As a global IT supplier seeking to make the society more sustainable, T-Systems bears a great responsibility. And the demand from our customers is very high too. They face numerous challenges in each of their sectors. At the same time, regulatory authorities across the globe are focusing on companies’ environmental performance. This means that sustainability strategies meeting the needs of authorities, customers, and investors will soon become important for all businesses. And the use of green IT services and products will become the new normal.
As such, T-Systems has unconditionally committed itself to the ambitious climate objectives of Deutsche Telekom, making its own contribution with a special program. Among other things, T-Systems is converting its entire fleet of business vehicles worldwide to electric cars from this year on. This alone will reduce our CO2 emissions by around 1,000 tons per year. Not only do we want to be carbon-neutral by 2025 (Scope 1 & 2), but we also plan to extend this climate neutrality to the entire value chain by 2040 (Scope 3). And thus, we would like our suppliers to achieve green zero in the production and use of our products. After all, ICT and digitalization are two of the key factors for businesses to reduce their emissions - but this starts with the efficiency of our very own T-Systems data centers.
For this reason, in 2021 we joined the climate neutrality pact for data centers, an agreement between data-center operators and trade associations who have committed to the European Green Deal, which is perhaps the most ambitious agenda the EU has ever set. We are, therefore, taking a further step by committing to green technology and climate neutrality.
Our series of articles in this issue of our customer magazine Future Practice shows just how we are helping our customers with their climate neutrality ambitions – across a wide range of industries. The global retail sector on the cusp of the metaverse is just one example of this. Others include our global mobility, which continues to connect us through individual transport (think cars), as well as farms, which, in light of climate change, need to prevent bad harvests with increasing urgency.
We therefore know, for example, that on-premises SAP systems are not only cost-, time-, and resource-intensive, but also generally responsible for higher carbon emissions. They are often designed for a peak load with capacity resources, which are rarely ever used. The example of one of our collaborations with Google shows what’s happening instead – and how the SAP Data Migration Factory from T-Systems is opening the doors to a sovereign cloud at the same time.
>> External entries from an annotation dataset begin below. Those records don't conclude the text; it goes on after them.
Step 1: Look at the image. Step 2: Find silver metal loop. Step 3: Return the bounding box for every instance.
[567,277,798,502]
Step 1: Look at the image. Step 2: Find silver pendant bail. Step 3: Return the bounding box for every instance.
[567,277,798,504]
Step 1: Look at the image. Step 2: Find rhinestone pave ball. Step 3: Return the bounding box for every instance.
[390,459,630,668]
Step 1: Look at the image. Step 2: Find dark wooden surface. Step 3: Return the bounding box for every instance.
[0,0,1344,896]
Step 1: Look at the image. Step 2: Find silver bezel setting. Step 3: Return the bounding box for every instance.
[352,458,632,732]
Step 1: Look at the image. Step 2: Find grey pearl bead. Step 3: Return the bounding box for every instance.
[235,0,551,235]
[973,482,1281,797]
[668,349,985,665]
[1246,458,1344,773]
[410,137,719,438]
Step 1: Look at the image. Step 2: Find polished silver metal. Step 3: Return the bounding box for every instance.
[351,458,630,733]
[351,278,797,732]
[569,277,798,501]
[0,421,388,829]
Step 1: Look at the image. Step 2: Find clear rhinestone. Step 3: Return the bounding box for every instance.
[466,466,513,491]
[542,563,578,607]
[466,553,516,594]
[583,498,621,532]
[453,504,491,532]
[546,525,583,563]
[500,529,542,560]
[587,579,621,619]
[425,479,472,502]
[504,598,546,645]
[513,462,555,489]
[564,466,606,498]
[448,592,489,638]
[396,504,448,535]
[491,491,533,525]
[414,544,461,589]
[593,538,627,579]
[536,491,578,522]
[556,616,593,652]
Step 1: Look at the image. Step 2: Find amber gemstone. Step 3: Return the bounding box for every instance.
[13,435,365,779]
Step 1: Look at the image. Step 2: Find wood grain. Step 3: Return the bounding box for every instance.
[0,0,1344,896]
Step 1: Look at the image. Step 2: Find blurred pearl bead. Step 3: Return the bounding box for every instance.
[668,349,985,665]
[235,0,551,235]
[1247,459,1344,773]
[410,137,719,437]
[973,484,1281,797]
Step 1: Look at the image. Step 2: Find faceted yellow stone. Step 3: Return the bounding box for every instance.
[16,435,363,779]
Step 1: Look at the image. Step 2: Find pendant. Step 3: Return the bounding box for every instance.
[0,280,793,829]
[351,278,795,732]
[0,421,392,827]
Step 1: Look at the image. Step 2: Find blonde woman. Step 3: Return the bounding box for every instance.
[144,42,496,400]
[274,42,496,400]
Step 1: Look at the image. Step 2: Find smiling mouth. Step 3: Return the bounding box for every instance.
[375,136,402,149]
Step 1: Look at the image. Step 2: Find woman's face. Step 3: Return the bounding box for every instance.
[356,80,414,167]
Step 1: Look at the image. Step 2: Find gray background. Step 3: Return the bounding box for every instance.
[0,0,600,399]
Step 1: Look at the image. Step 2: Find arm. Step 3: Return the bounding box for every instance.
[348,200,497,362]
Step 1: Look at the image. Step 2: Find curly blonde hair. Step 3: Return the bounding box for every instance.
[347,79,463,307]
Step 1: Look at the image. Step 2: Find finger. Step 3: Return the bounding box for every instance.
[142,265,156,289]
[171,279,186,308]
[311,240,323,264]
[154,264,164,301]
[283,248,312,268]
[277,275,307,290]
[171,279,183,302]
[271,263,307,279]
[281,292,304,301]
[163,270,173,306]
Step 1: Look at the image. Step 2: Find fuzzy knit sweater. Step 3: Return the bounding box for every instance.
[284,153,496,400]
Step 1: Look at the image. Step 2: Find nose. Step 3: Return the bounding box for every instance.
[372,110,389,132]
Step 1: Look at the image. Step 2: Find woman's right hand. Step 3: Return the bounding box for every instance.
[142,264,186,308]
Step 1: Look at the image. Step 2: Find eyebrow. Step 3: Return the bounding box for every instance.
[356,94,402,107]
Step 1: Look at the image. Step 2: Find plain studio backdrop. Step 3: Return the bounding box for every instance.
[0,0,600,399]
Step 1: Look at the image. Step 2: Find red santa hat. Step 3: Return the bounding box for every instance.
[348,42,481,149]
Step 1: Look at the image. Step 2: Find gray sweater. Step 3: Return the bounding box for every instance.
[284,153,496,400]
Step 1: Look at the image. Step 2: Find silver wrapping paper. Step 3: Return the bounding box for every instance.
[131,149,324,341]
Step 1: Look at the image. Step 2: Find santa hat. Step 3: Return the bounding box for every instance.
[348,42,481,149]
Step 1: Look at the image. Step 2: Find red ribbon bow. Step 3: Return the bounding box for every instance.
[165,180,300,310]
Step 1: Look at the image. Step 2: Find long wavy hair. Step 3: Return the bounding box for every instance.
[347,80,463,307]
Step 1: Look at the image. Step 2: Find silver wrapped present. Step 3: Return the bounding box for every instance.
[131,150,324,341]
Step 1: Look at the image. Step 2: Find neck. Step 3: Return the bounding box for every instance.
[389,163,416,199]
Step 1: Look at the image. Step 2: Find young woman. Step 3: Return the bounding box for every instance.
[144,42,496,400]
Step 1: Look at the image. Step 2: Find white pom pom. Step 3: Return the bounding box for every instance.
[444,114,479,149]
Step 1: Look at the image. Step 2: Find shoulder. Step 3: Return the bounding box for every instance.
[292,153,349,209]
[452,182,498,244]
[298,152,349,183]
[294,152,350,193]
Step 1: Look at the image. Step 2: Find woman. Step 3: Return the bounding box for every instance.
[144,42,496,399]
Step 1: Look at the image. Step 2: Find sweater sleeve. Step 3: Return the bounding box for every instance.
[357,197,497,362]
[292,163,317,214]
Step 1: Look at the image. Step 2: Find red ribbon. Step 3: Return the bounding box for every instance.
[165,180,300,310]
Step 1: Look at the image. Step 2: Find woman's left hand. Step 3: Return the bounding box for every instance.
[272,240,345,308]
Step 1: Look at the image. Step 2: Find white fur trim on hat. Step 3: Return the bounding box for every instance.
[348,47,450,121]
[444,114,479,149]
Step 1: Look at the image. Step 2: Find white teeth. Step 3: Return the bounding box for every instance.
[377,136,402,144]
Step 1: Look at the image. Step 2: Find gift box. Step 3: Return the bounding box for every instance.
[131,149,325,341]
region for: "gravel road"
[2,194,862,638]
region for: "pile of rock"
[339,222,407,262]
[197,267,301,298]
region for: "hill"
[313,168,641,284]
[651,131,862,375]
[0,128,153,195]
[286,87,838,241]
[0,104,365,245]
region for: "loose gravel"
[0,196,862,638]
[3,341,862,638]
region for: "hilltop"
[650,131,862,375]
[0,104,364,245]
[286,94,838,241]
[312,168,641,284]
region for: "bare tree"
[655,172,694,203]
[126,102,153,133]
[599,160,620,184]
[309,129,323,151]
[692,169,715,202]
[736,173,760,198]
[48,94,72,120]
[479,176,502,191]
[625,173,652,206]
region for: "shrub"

However, zero-emission cloud services are just one of the objectives that we can achieve faster together – of that, I’m sure. Provided you speak the same language. The example of consistent data exchange from Catena-X, the international network for the automotive value creation chain, shows how Bosch and T-Systems are collaborating in this regard. With the #GreenMagenta label, we are continuously working on the certification of further products and IT services that help to reduce CO2. We currently have more than 14 of these in the business customer segment alone.
Plus, the example of a project by Leipzig University and Obstland AG in Saxony, which uses TSystems’ Innovation Center, shows how the cloud, IoT, blockchain, sensors, and, at the end of the day, big data analytics, help make it possible to produce millions of tons of fruit and vegetables in a more reliable way and thereby make farm crop yields more reliable across the globe. As always, before we go big, we’re starting small – and in this case, specifically with a single apple tree.